Until now. Building on the insights of previous editors and scholars, meticulously unraveling the dense web of manuscripts and authorized editions, and availing itself of newly available correspondence, the present edition offers an authoritative text for the Lobgesang and new insights into the work. It is the first modern edition to present the piano-solo version of the opening Sinfonia and the piano accompaniment to the remaining numbers in Mendelssohn’s own arrangements. It is the first to identify the English translator and establish Mendelssohn’s own agency in authorizing the English translation; the first to thoroughly document the work’s genesis; and the first to authoritatively resolve the many issues raised by the work’s magnificent autograph score, the piano-vocal arrangements, and the first edition of the parts and the first edition of the full score – sources that are all authorized by Mendelssohn, but that contradict each other in myriad ways.
The Lobgesang represents a convergence of three initially separate musical conceptions: the Festgesang Möge das Siegeszeichen (MWV E 2; 1838), an unfinished Symphony in B-flat major (MWV N 17; 1838-39); and “a larger Psalm” written for the city of Leipzig’s celebration of the quadricentennial of Gutenberg’s invention of the printing press. Work on the first version progressed quickly, and the Lobgesang’s premiere under Mendelssohn’s baton in the Leipzig Thomaskirche in June 1840 created a sensation – as did its first English performance at the Birmingham Festival in September 1840. But Mendelssohn’s characteristic self-criticism had led him to become dissatisfied with the work, and between then and 16 December 1840 he introduced several important expansions. He performed the work in revised form in a special performance that included King Friedrich August II of Saxony and his retinue in the audience. That performance resulted in the Saxon monarch’s coming up onto the stage to congratulate the composer – much to the joy of audience, performers, and composer alike – and in the work’s full score being dedicated to him when it finally appeared in September 1841.

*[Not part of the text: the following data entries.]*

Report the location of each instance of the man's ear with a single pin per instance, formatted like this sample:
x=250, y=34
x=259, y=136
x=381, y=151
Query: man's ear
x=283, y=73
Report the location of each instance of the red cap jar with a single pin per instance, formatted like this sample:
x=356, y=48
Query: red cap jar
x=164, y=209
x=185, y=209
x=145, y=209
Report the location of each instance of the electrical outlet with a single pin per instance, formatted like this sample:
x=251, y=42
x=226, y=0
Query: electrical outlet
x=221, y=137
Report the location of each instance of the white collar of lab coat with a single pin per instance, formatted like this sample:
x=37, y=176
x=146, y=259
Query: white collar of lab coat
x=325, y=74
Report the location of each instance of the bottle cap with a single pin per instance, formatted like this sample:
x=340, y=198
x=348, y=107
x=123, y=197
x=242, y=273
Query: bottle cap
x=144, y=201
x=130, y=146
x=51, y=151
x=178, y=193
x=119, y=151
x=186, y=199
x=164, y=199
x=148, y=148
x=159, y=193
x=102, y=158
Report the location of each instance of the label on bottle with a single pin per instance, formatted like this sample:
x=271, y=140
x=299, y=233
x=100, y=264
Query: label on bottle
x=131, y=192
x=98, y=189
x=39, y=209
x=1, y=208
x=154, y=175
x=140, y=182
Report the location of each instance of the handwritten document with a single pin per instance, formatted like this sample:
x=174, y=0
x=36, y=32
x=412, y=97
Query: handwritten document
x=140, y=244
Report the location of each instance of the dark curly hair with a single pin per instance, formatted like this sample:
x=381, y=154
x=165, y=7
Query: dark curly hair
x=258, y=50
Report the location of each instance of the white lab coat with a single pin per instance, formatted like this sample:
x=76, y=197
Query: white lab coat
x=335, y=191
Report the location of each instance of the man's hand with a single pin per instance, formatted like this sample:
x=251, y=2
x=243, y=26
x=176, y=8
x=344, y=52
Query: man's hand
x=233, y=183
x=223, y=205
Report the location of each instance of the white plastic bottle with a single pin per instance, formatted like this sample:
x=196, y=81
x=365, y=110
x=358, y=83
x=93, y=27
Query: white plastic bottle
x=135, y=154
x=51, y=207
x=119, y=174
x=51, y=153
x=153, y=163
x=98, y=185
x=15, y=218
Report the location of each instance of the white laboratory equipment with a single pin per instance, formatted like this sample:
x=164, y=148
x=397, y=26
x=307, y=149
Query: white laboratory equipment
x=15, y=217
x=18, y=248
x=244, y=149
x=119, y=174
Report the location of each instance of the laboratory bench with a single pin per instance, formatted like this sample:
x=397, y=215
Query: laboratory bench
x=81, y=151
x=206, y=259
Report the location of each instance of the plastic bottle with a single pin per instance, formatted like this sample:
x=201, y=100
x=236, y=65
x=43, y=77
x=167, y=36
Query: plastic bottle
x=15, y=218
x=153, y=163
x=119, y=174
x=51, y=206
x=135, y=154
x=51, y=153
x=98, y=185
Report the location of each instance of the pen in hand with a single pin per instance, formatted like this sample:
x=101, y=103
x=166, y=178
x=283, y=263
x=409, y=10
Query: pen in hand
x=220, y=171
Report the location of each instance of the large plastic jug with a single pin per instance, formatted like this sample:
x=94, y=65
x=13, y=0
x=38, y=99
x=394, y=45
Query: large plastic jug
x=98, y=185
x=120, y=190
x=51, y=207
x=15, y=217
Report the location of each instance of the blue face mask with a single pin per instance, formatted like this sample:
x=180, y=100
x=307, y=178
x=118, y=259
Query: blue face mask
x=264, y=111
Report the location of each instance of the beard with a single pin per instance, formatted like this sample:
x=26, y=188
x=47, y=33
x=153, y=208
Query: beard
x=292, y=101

In addition to the fundamental chronological and philological matters mentioned above, the present edition is also the first to explain the significance of the motto by Martin Luther that the composer requested be presented at the head of the score, but that has been omitted from all modern editions. And, perhaps most importantly, it is the first to suggest that the reason for the widespread contemporary declarations of the Lobgesang’s originality -- Gustav Schilling, for example, proclaimed it “a completely new form of art” – derived at least as much from its form as from its content. For the evidence shows that Mendelssohn’s symphony-cantata was neither conceived nor understood as a unilinear series of movements modelled on Beethoven’s Ninth Symphony, as its critics would later charge, but rather as a frame story – a parable-like narrative enfolded into a framing symphony-cantata. That embedded narrative constitutes the motivation for the audacious contribution to romantic form that is Mendelssohn’s Lobgesang – and so the Lobgesang, far from being an uninspired imitation of a pre-existing form, emerges as a bold experiment in musical narrative and symbolic musical memory.